Or not.
It's funny to me to blog. It has become yet one more area of my life where I feel this urgency to live up to some random standard I've set for myself thinking that other people will be let down, disappointed, think me unprofessional - the list goes on. And what's funny, in that non-ha-ha sense, is that nobody cares. I don't mean that in a harsh way, more in a, I know the only person who has given more than one iota of negative thought to the fact I haven't posted in awhile is me. Ok, other than my book publicist.
And isn't that what half my problem is with life? Always worried that other people are thinking negatively: at Safeway when my kid's crying in the car-cart because I won't give her a giant marshmallow, at the four way stop because I'm in the right hand lane that really is a lane but no one thinks it is, when I show up at pre-school in the same outfit I wore the day before (yes, it involves yoga pants that have never seen yoga), when my husband comes home and the house looks like a Filene's Basement wedding dress sale and we're having take-out. Again. When I made that sarcastic comment on Facebook and no one realized it was sarcastic. When...

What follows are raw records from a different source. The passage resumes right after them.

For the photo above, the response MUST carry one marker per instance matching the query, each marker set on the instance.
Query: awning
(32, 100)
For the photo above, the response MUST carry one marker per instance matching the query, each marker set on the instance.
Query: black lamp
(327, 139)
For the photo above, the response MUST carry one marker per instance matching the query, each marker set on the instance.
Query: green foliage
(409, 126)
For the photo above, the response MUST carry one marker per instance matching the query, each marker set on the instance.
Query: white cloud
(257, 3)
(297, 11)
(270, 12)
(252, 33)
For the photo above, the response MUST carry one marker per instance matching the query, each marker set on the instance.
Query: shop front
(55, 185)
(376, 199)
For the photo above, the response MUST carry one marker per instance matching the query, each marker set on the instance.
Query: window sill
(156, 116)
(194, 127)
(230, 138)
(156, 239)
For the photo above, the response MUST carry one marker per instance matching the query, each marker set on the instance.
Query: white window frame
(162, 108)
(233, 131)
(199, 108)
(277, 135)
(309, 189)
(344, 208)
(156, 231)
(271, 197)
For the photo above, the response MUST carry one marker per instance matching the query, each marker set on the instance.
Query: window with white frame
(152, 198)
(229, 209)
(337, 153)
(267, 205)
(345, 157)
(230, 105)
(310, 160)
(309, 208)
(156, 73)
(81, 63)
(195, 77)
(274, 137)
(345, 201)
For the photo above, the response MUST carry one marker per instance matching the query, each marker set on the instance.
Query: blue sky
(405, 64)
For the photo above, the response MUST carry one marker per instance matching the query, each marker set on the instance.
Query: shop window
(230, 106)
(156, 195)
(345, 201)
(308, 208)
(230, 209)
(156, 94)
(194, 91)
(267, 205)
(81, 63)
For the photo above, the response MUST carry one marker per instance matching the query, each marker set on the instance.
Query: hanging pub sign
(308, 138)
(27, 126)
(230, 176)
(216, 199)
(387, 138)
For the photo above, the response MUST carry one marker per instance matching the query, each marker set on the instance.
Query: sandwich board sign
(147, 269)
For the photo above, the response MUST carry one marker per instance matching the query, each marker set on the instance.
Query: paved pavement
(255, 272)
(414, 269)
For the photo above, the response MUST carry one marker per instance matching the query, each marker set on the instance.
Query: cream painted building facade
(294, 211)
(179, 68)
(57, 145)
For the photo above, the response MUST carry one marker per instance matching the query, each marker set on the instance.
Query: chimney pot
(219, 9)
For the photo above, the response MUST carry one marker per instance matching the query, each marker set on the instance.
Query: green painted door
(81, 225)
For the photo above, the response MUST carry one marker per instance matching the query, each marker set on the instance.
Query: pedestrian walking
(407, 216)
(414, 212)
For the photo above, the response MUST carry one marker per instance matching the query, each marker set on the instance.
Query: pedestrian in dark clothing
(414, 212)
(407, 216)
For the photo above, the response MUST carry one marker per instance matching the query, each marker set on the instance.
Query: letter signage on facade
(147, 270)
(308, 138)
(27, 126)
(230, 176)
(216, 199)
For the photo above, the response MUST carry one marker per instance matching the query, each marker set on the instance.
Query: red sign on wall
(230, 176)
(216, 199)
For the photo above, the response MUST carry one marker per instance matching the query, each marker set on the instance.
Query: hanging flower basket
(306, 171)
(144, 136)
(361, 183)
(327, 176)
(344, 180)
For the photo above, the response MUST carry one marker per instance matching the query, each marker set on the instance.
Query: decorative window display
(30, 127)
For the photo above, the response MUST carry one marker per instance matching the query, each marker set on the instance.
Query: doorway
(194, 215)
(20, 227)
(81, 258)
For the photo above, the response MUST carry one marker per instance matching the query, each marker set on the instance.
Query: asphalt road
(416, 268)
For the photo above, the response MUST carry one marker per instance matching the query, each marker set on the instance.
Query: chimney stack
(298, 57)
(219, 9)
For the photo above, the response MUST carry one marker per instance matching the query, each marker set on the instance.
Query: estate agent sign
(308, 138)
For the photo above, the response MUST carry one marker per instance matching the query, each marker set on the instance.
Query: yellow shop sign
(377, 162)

All these things to feel guilty/weird/anxious about and yet, no one is really paying attention. And even if they are giving me that eye roll in the pasta aisle? Who the heavens cares? Because, you know what? We're all feeling guilty/weird/anxious about our own, say, lack of leg shaving before swim class. That woman who gave me the eye roll will only moments later be nervous about the check out guy seeing her tampons, Ben & Jerry's and PS I Love You DVD purchases.

In the meantime, I am revamping my website and we're going to start having some fun and not just these navel gaze-y, deep essays all the time. Oh, I'll still dish those up, because, you know, got to keep up appearances....
side note: so I was searching Google images for "bad dog no biscuit" and apparently that is code for "spandex wearing men, please take a picture of your junk." To which I reply, "please don't."